PreonLab 3.2 is here! Besides numerous smaller improvements, this release also includes major innovations that open up new applications and new workflows:
- Implicit viscosity solver: The new (optional) solver is capable of simulating highly viscous fluids at large timesteps and superior performance.
- Optimized post-processing: PreonLab 3.2 greatly reduces the system requirements for post-processing and improves overall responsiveness of the user interface for large scenes.
- Keyframe spline interpolation: The new interpolation method significantly reduces the effort to generate smooth interpolation between keyframes and makes defining kinematics even easier than before.
- Unified Area source with cone support: All two-dimensional fluid sources are now unified into one. The new versatile Area source also introduces a conical emission shape.
New implicit viscosity solver
In previous PreonLab versions, simulations with highly viscous fluids were only possible with a very small timestep. This resulted in poor performance and effectively prevented the usage of PreonLab for these scenarios. PreonLab 3.2 introduces an implicit viscosity solver that imposes no restrictions on the timestep and therefore greatly improves the performance in these cases. The image below shows an example: Without the new viscosity solver, even this simple scenario would require more than a full day to simulate because of the low timestep required for the high viscosity. With PreonLab 3.2, this case can be simulated in less than an hour.
PreonLab 3.0 added support for distributed simulations using MPI, which allowed for previously impractical simulations with hundreds of millions of particles. However, we received feedback (and experienced ourselves) that post-processing these simulations using PreonLab on a typical workstation was highly problematic or even impossible. PreonLab simply could not deal with the massive amount of data that the distributed simulation generated. For PreonLab 3.2, we analyzed typical bottlenecks during post-processing and introduced measures to combat them:
- Firstly, we left no bit unturned to reduce memory consumption during post-processing. The savings vary from scene to scene and can range from anywhere between a factor of 1.5 and 10. In many cases, this makes all the difference between being able to open a scene on a common workstation or experiencing a crash or even system freeze. The saved resources also often result in significantly faster scene loading.
- Secondly, we added the possibility to specify a target number for rendered particles. If this limit is exceeded, PreonLab will downsample the fluid particles adaptively for rendering, ensuring interactive framerates.
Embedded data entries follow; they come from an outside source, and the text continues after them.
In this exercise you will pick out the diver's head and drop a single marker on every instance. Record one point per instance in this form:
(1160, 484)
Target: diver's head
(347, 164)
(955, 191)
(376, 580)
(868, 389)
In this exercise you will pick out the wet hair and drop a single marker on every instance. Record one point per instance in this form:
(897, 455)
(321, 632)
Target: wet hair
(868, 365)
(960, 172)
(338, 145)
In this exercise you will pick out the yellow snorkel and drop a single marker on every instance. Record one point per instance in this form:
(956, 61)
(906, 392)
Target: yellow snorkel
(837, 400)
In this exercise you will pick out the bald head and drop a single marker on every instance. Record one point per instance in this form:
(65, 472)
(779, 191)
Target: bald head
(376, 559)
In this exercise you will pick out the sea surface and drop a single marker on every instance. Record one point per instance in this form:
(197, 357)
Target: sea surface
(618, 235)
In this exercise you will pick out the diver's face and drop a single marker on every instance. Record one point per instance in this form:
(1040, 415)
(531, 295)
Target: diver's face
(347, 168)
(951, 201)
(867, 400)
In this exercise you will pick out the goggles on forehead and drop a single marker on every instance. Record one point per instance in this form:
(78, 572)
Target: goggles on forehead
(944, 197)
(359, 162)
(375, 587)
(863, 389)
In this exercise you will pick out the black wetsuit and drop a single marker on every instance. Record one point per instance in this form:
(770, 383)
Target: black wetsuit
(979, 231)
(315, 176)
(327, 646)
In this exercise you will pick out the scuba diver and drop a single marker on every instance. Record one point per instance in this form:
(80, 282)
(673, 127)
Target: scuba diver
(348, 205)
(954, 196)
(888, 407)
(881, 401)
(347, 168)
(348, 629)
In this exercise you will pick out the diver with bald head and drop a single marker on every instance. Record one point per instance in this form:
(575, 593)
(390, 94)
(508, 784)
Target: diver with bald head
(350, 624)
- Thirdly, we optimized the loading and decoding of particle data from disk. This can speed up playback / post-processing performance by up to 30%.
These optimizations represent a benefit for all users, even if MPI is not used.
Keyframe spline interpolation
Keyframing is a powerful tool in PreonLab that enables the engineer to define complex kinematics and helps to generate meaningful animations. With PreonLab 3.2 we introduce spline interpolation as an additional option for defining the interpolation curve. Spline interpolation allows to model smooth functions with just a few keyframes and eliminates the need to fine-tune the interpolants between keyframes manually. This significantly reduces the effort, especially when modelling oscillating values.
Unified area source with cone support
The old Area, Circle, Flat Jet, Rain and Square sources are now combined into one new source called Area source. The new source supports all features that the old sources offered, but also introduces new capabilities. For instance, it is now possible to use rain emission for a flat jet or seedpoint-defined source area. The new source also adds a new conical emission area type. The image below shows pathlines for conical and flat jet rain emission with different opening angles.